OPINIÃO

Palavras sem passaporte

Publicado em 23 de novembro de 2008

Quando as fronteiras geopolíticas eram vigiadas por bichos papões, o turismo servia ao mais arriscado dos contrabandos: o de vocabulário. Além da bagagem, passageiros tagarelas podiam ter até as mentes revistadas.

Em algumas épocas e lugares, houve mais paranóia no ar que oxigênio: sob o terror da suspeição lingüística, o viajante passava sufoco nas alfândegas totalitárias. O linguajar estrangeiro era visado porque, a priori, consideravam ameaça ao regime interno. Quem se sustenta pela supressão da liberdade de expressão teme até o silêncio expressivo.

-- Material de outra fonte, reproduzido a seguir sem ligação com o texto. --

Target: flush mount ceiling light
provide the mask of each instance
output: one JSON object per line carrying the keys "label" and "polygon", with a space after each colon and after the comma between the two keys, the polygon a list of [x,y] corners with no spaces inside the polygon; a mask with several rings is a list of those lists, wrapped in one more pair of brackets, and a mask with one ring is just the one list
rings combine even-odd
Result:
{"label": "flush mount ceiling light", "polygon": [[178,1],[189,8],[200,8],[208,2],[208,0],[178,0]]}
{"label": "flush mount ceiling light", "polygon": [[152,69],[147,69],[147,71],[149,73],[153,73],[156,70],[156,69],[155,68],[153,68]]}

Durante a Guerra Fria, por exemplo, as falas podiam congelar, da Sibéria à Flórida. Vai que um americano entrasse na União Soviética com palavras capitalistas na ponta da língua. Ou, tão assustador quanto, no tempo do macartismo, se um ianque retornasse aos EUA com termos comunistas na comunicação. Os vocábulos eram perseguidos ao dar bandeira.

Outros períodos de autocontrole oral coincidiram com o controle estatal, tipo o Nazismo e o Fascismo. O primeiro não tolerava o hebreu, idioma que teve de se misturar ao alemão para sobreviver como iídiche. Pela aguçada audição dos nazistas, o povo judeu aperfeiçoou a leitura labial. Já o segundo, via o inimigo nas palavras simbólicas, como Liberdade, União, Democracia, mesmo quando ditas por mímicos. Daí desditadas populações na Europa.

Infelizmente o filme que todo mundo já viu volta a passar, agora com legendas em chinês. Na colossal ditadura, as palavras se curvam ao poder central, o que faz do mandarim e incontáveis dialetos, rebanhos de ovelhas sonoras e escritas. E nunca estaremos seguros que a história não se repita na América Latina, e de novo não sejamos verborrágicos apenas da boca pra dentro.

O irônico é que, nessas ocasiões e territórios, nem havia tantos contrabandistas assim. Ninguém – a não ser espiões invisíveis, agentes insociáveis e diplomatas intocáveis – circulava mundo afora com slogans ideológicos, palavras de ordem, mensagens secretas. Nenhum, em sã consciência, afrontava os grandes irmãos. Cabia à insanidade, ou à ingenuidade, sobressaltar os muros.

Devido ao ditatorial consumo globalizado, o mundo virou um mapa só. Sem barreiras, exércitos de sotaques conquistam ex-países, e as nacionalidades são franqueadas aos verbetes que interessam à economia mundial.

Mas enquanto línguas são enroladas, um interprete universal se especializa no desentendimento. É o maior poliglota de todos os tempos – o dinheiro.